The work has been quietly conducted in several nations, including Romania, Bulgaria and Latvia, and has gone forward in nations that have had strained relations with the United States. For example, the United States National Nuclear Security Administration, the semiautonomous agency in the Department of Energy that works on nonproliferation projects, removed highly enriched fuel from reactors in Libya and Uzbekistan in 2004.

The United States has also encouraged the closure of nuclear reactors that use the highly enriched fuel, or their conversion to use the less dangerous low enriched fuel.

The project here is a cooperative undertaking of the Nuclear Threat Initiative, an organization financed principally by Ted Turner that complements the government's work, and Kazatomprom. It began in 2001, when the Nuclear Threat Initiative approached Kazakhstan and offered to help move the fuel from a reactor near the border with Iran and to the site here, and convert it to low enriched uranium, Mr. Nunn said.

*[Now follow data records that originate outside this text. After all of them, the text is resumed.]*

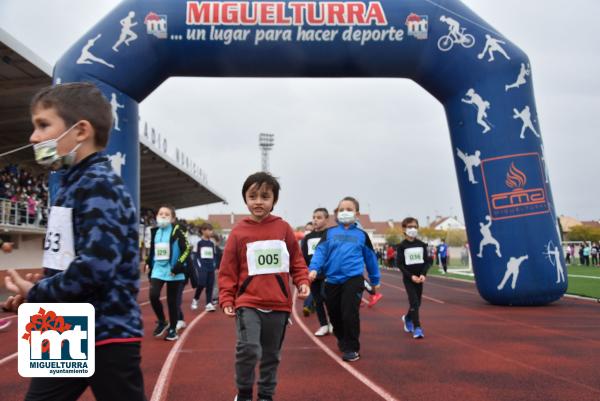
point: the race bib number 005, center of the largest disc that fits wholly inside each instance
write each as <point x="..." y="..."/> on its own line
<point x="267" y="257"/>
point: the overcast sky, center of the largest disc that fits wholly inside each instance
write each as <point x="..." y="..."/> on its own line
<point x="360" y="137"/>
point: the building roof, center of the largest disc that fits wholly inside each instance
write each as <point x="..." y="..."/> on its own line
<point x="23" y="73"/>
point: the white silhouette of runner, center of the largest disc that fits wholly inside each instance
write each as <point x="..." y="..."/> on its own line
<point x="525" y="116"/>
<point x="521" y="79"/>
<point x="87" y="57"/>
<point x="512" y="269"/>
<point x="470" y="162"/>
<point x="492" y="45"/>
<point x="560" y="271"/>
<point x="487" y="239"/>
<point x="481" y="105"/>
<point x="115" y="106"/>
<point x="127" y="35"/>
<point x="117" y="161"/>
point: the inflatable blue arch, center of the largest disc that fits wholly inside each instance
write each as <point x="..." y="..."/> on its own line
<point x="483" y="80"/>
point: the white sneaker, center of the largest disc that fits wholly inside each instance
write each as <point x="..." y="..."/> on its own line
<point x="323" y="331"/>
<point x="180" y="325"/>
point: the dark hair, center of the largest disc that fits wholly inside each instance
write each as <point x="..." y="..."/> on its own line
<point x="206" y="226"/>
<point x="322" y="210"/>
<point x="170" y="207"/>
<point x="409" y="220"/>
<point x="259" y="179"/>
<point x="351" y="199"/>
<point x="78" y="101"/>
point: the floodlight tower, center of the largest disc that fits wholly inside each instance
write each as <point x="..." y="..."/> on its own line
<point x="265" y="142"/>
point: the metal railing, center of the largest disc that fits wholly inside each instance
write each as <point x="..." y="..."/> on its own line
<point x="18" y="214"/>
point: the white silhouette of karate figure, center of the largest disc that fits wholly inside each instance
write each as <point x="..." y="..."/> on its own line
<point x="560" y="271"/>
<point x="492" y="45"/>
<point x="127" y="35"/>
<point x="512" y="269"/>
<point x="521" y="79"/>
<point x="470" y="162"/>
<point x="115" y="106"/>
<point x="117" y="161"/>
<point x="487" y="239"/>
<point x="87" y="57"/>
<point x="482" y="106"/>
<point x="525" y="116"/>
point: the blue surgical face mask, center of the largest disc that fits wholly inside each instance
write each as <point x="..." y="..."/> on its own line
<point x="46" y="153"/>
<point x="346" y="217"/>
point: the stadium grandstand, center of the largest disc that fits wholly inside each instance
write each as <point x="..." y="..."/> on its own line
<point x="23" y="184"/>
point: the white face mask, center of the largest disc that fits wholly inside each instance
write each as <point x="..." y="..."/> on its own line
<point x="162" y="223"/>
<point x="46" y="153"/>
<point x="412" y="232"/>
<point x="346" y="217"/>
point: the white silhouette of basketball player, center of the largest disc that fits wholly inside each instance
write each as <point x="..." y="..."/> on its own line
<point x="87" y="57"/>
<point x="512" y="269"/>
<point x="117" y="161"/>
<point x="482" y="106"/>
<point x="470" y="162"/>
<point x="487" y="239"/>
<point x="521" y="79"/>
<point x="560" y="271"/>
<point x="127" y="35"/>
<point x="525" y="116"/>
<point x="115" y="106"/>
<point x="492" y="45"/>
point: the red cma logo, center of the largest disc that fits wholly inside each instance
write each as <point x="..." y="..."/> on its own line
<point x="518" y="196"/>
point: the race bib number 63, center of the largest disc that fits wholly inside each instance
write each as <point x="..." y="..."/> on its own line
<point x="267" y="257"/>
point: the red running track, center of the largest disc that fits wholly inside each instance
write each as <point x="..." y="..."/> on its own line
<point x="472" y="351"/>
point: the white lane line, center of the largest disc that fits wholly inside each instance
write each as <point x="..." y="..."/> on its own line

A vice president for the group, Laura Holgate, said it proposed the project because the fresh fuel from Aktau was "falling through the cracks" of programs run by the United States. Kazatomprom and the Nuclear Threat Initiative split the $2 million cost, which included upgrading the plant where fuel is converted. Once the conversion is completed, the fuel will be sold for use in civilian electricity production.

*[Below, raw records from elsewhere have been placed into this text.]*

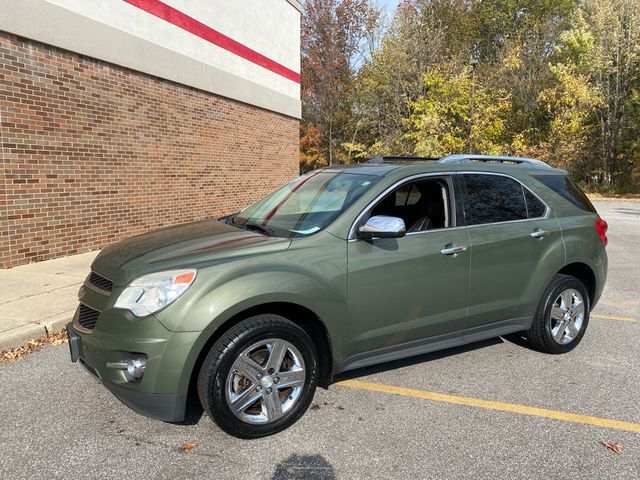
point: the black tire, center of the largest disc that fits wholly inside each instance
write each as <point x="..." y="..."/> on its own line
<point x="541" y="333"/>
<point x="217" y="382"/>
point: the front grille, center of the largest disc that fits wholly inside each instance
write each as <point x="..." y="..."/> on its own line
<point x="87" y="317"/>
<point x="100" y="282"/>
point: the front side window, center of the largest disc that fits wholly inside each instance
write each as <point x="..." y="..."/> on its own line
<point x="422" y="204"/>
<point x="494" y="198"/>
<point x="306" y="205"/>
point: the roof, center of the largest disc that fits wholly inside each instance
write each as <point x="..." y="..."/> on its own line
<point x="381" y="166"/>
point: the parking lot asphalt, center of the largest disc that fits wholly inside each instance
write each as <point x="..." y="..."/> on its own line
<point x="403" y="419"/>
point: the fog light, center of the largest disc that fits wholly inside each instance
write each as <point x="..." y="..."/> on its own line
<point x="133" y="365"/>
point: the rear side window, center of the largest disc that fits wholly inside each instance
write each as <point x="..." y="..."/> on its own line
<point x="535" y="208"/>
<point x="494" y="198"/>
<point x="564" y="186"/>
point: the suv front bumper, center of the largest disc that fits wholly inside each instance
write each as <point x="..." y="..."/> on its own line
<point x="165" y="407"/>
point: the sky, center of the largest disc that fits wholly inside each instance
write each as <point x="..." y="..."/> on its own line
<point x="390" y="5"/>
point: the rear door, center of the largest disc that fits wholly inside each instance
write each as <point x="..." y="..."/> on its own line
<point x="516" y="244"/>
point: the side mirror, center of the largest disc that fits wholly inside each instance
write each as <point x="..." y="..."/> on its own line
<point x="381" y="226"/>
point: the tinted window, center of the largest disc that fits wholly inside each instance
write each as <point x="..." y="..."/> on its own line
<point x="535" y="208"/>
<point x="493" y="198"/>
<point x="407" y="195"/>
<point x="564" y="186"/>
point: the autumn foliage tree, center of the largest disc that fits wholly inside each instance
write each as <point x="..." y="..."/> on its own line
<point x="555" y="79"/>
<point x="335" y="36"/>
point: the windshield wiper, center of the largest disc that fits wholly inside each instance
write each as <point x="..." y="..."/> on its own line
<point x="258" y="228"/>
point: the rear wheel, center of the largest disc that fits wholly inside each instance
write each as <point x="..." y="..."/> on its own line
<point x="260" y="377"/>
<point x="562" y="316"/>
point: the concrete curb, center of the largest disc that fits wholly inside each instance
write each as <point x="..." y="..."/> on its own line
<point x="21" y="335"/>
<point x="40" y="298"/>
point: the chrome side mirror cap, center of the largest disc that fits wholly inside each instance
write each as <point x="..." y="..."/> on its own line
<point x="382" y="226"/>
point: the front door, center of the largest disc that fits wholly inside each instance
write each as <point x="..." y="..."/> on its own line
<point x="407" y="289"/>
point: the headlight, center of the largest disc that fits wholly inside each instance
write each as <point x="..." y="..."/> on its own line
<point x="150" y="293"/>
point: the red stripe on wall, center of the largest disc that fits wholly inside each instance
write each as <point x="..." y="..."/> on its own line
<point x="191" y="25"/>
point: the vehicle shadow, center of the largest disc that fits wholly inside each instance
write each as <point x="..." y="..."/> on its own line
<point x="304" y="467"/>
<point x="406" y="362"/>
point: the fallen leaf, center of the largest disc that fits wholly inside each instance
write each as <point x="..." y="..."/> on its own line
<point x="616" y="447"/>
<point x="186" y="446"/>
<point x="54" y="339"/>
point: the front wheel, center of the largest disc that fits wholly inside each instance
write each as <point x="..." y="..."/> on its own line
<point x="259" y="377"/>
<point x="562" y="316"/>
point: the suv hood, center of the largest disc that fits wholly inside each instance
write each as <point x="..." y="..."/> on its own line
<point x="189" y="245"/>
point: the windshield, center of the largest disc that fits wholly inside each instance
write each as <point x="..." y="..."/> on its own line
<point x="306" y="205"/>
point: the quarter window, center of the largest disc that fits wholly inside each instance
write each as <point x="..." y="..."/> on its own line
<point x="494" y="198"/>
<point x="535" y="208"/>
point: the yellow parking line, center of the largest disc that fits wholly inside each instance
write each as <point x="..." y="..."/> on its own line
<point x="491" y="405"/>
<point x="612" y="317"/>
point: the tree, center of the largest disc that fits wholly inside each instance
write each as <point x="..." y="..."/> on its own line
<point x="336" y="34"/>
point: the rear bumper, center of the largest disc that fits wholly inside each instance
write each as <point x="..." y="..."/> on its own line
<point x="168" y="408"/>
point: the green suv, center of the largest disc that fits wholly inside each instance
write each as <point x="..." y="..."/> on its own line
<point x="341" y="268"/>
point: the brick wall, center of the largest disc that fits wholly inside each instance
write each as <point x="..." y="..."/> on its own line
<point x="92" y="152"/>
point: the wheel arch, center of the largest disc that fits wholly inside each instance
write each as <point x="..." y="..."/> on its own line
<point x="585" y="274"/>
<point x="298" y="314"/>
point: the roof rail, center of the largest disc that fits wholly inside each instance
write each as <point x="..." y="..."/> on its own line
<point x="470" y="158"/>
<point x="381" y="159"/>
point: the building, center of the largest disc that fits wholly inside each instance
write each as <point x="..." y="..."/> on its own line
<point x="121" y="116"/>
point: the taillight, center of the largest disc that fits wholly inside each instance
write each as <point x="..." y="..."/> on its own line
<point x="601" y="227"/>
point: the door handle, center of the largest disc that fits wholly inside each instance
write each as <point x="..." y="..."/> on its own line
<point x="453" y="250"/>
<point x="540" y="233"/>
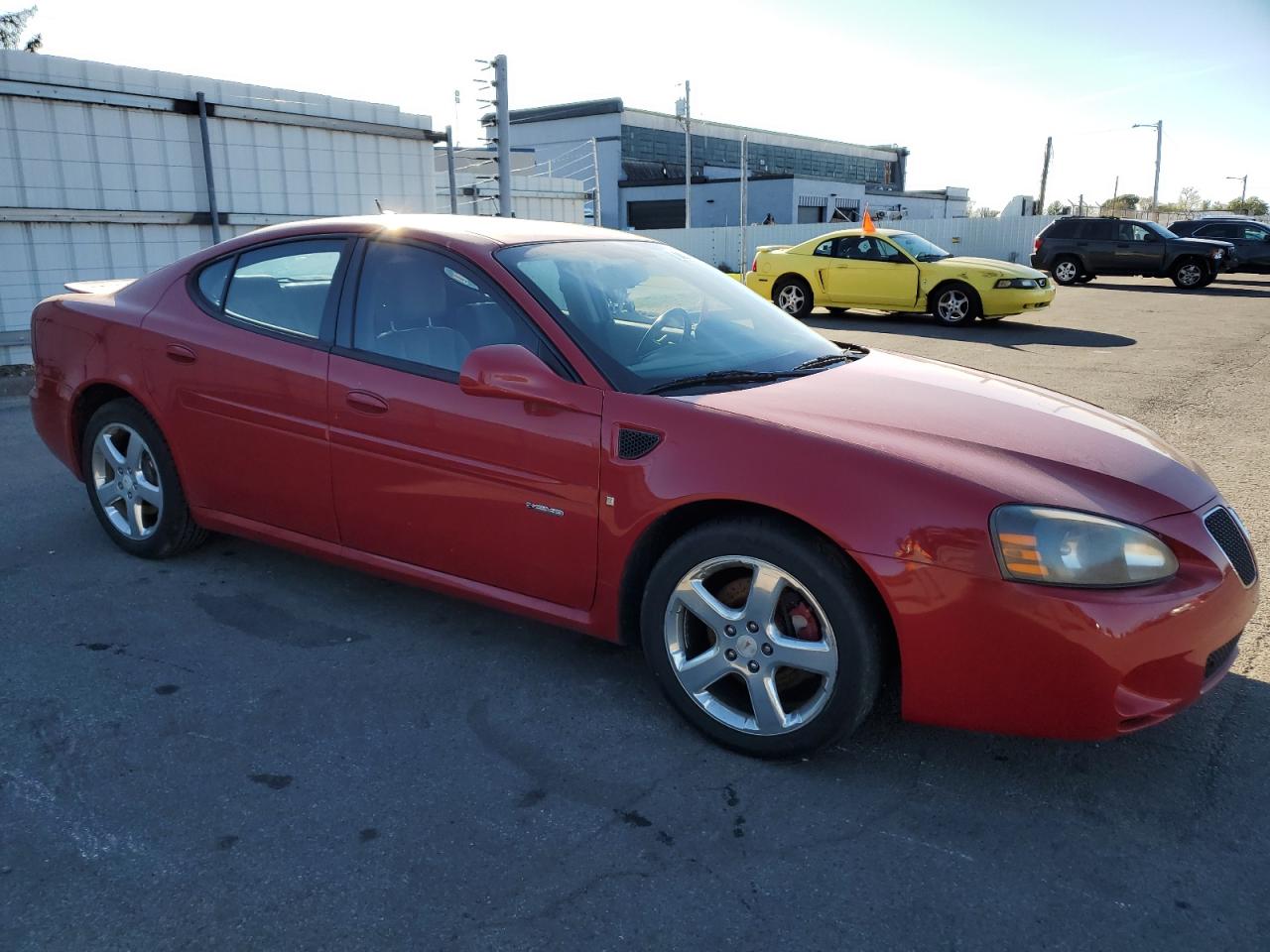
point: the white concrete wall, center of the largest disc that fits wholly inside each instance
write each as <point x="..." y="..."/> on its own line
<point x="100" y="175"/>
<point x="1007" y="239"/>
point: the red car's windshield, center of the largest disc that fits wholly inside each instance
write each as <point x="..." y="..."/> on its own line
<point x="647" y="313"/>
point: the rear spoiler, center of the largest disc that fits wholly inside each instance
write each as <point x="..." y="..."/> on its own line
<point x="98" y="287"/>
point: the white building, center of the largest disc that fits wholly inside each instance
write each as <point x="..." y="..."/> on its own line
<point x="102" y="171"/>
<point x="536" y="193"/>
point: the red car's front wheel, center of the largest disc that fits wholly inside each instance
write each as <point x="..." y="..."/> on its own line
<point x="762" y="638"/>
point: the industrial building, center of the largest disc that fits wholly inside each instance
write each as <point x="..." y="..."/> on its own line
<point x="536" y="193"/>
<point x="103" y="172"/>
<point x="638" y="158"/>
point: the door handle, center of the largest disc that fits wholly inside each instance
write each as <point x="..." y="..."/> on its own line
<point x="366" y="403"/>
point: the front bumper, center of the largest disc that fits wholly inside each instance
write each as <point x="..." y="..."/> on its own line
<point x="1082" y="664"/>
<point x="760" y="284"/>
<point x="1005" y="301"/>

Although Kazakhstan has only a fraction of its former material that could be used for a weapons, non-proliferation experts said its work was not completed. There remains an undisclosed quantity of highly enriched uranium at one other Kazakh research reactor. Mr. Nazarbayev also vowed to convert this fuel.

"If in that reactor there is some highly enriched uranium which can be converted," he said, "we will make sure it will be converted."